Im Kern der Betrachtung des Staatshaushalts stehen der Vergleich von Staatseinnahmen (StE) und Staatsausgaben (StA). Wenn gilt
StE = StA(1)
dann liegt ein sogenannter ausgeglichener Haushalt vor. Dies bedeutet, dass der Staat seine Ausgaben mit gleich großen Einnahmen finanziert. Typischerweise werden sich StE und StA aber unterscheiden, sodass der Staat entweder Gewinne (bei StE > StA) oder Verluste (bei StE < StA) macht. Man spricht in diesen Fällen einmal von einem fiskalischen Überschuss oder Defizit.
Auf der Einnahmenseite des Staates bestehen die Staatseinnahmen aus fünf Unterkategorien: Steuern (T), Empfangene Sozialbeiträge (SoB), Marktproduktion (MP), Vermögenseinkommen (VE) und Sonstige Erträge (SoE).
StE und StA sind aber keine homogenen Blöcke, sondern bestehen aus verschiedenen Unterpositionen. Wenden wir uns zunächst der Einnahmenseite eines Staates zu. Laut europäischer Klassifikation kann ein Staat auf fünf verschiedenen Wegen Einnahmen generieren. Diese sind:
Steuern (T)
Empfangene Sozialbeiträge (SoB)
Marktproduktion (MP)
Vermögenseinkommen (VE)
Sonstige Erträge (SoE)
Damit ist die Einnahmenseite des Staates definiert als:
StE = T + SoB + MP + VE + SoE(2)
Doch was steckt genau hinter den einzelnen Positionen und wie sehen diese im Falle der 28 Staaten der EU aus? Dies wird im Folgenden näher beschrieben, wobei wir lediglich auf die ersten vier Ausgabekategorien einen genaueren Blick werfen wollen, da es sich bei den sonstigen Erträgen, um eine Sammelkategorie von Einnahmepositionen handelt, die sich zu keiner sonstigen Einnahmegröße hinzurechnen lassen.
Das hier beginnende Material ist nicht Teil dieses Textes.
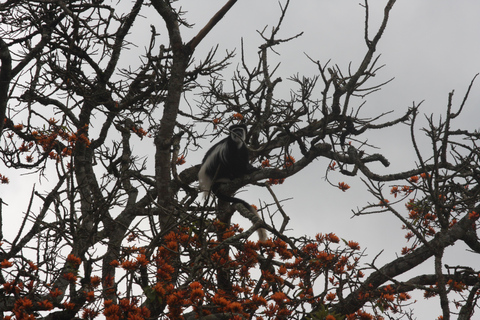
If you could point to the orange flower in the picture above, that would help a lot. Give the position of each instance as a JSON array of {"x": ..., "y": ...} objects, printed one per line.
[
  {"x": 4, "y": 179},
  {"x": 413, "y": 179},
  {"x": 181, "y": 160},
  {"x": 384, "y": 202},
  {"x": 142, "y": 260},
  {"x": 90, "y": 296},
  {"x": 5, "y": 264},
  {"x": 237, "y": 116},
  {"x": 332, "y": 237},
  {"x": 272, "y": 181},
  {"x": 265, "y": 163},
  {"x": 56, "y": 293},
  {"x": 332, "y": 166},
  {"x": 353, "y": 245},
  {"x": 343, "y": 186},
  {"x": 73, "y": 260},
  {"x": 114, "y": 263},
  {"x": 70, "y": 277},
  {"x": 331, "y": 296},
  {"x": 45, "y": 305},
  {"x": 473, "y": 215},
  {"x": 279, "y": 297},
  {"x": 129, "y": 265},
  {"x": 289, "y": 161}
]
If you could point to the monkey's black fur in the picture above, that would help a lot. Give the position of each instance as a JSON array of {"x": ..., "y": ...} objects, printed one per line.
[{"x": 225, "y": 161}]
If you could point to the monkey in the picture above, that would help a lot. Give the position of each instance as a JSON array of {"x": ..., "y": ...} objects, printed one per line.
[{"x": 225, "y": 161}]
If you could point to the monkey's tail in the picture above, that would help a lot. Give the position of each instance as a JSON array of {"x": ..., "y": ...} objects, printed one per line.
[{"x": 262, "y": 233}]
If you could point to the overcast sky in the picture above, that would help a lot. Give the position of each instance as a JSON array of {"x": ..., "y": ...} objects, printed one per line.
[{"x": 430, "y": 47}]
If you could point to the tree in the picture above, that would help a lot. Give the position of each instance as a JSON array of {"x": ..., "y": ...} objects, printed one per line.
[{"x": 116, "y": 232}]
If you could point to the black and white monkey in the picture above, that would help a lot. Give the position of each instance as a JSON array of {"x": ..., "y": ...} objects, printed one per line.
[{"x": 225, "y": 161}]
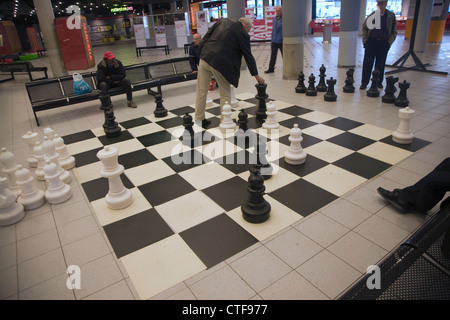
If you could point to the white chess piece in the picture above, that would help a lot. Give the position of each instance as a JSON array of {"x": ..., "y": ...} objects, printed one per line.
[
  {"x": 295, "y": 154},
  {"x": 227, "y": 122},
  {"x": 10, "y": 211},
  {"x": 65, "y": 159},
  {"x": 403, "y": 134},
  {"x": 48, "y": 146},
  {"x": 30, "y": 138},
  {"x": 57, "y": 191},
  {"x": 233, "y": 101},
  {"x": 271, "y": 121},
  {"x": 8, "y": 160},
  {"x": 118, "y": 196},
  {"x": 31, "y": 197},
  {"x": 39, "y": 155}
]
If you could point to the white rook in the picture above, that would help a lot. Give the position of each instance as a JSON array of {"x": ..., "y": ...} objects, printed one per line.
[{"x": 118, "y": 196}]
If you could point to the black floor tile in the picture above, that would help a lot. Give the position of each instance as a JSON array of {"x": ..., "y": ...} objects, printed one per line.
[
  {"x": 303, "y": 197},
  {"x": 217, "y": 239},
  {"x": 136, "y": 232},
  {"x": 362, "y": 165},
  {"x": 351, "y": 141},
  {"x": 136, "y": 158},
  {"x": 165, "y": 189}
]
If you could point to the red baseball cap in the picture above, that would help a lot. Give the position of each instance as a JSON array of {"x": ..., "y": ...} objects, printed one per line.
[{"x": 109, "y": 55}]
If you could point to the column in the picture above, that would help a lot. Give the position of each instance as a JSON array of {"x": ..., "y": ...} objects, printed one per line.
[
  {"x": 423, "y": 25},
  {"x": 46, "y": 19},
  {"x": 235, "y": 9},
  {"x": 348, "y": 33},
  {"x": 293, "y": 33}
]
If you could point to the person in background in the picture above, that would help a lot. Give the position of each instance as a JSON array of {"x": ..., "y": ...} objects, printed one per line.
[
  {"x": 277, "y": 39},
  {"x": 377, "y": 43},
  {"x": 110, "y": 74}
]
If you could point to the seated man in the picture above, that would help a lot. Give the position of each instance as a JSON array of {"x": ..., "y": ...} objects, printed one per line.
[{"x": 110, "y": 73}]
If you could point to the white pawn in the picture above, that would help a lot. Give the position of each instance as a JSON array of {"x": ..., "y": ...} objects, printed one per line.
[
  {"x": 57, "y": 191},
  {"x": 403, "y": 134},
  {"x": 50, "y": 154},
  {"x": 65, "y": 159},
  {"x": 234, "y": 102},
  {"x": 31, "y": 197},
  {"x": 227, "y": 123},
  {"x": 118, "y": 196},
  {"x": 30, "y": 138},
  {"x": 295, "y": 154},
  {"x": 271, "y": 121},
  {"x": 39, "y": 155},
  {"x": 10, "y": 211},
  {"x": 8, "y": 160}
]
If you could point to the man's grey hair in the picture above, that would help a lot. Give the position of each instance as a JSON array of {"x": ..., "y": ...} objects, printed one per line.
[{"x": 246, "y": 22}]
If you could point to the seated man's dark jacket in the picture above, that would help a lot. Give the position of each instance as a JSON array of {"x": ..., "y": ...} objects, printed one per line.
[
  {"x": 224, "y": 45},
  {"x": 116, "y": 72}
]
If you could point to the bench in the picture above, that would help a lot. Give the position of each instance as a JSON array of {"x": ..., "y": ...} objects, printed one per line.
[
  {"x": 22, "y": 67},
  {"x": 416, "y": 270},
  {"x": 58, "y": 92},
  {"x": 165, "y": 47}
]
Die wichtigste Einnahmequelle des Staates sind seine Einnahmen durch Steuern (T). Das Wesen einer Steuer ist, dass deren Höhe einseitig vom Staat festgesetzt wird und der Zahlung keine direkte Gegenleistung gegenübersteht. Es wird zwischen den drei Steuerarten Indirekte Steuern (IT), Direkte Steuern (DT) und Kapitalertragsteuern (KT) unterschieden. Zusammen bilden die Aufkommen dieser drei Arten die gesamten Steuereinnahmen eines Staates.
T = IT + DT + KT(3)
Der Unterschied zwischen direkten und indirekten Steuern liegt darin, wer die Steuern letztendlich abführt.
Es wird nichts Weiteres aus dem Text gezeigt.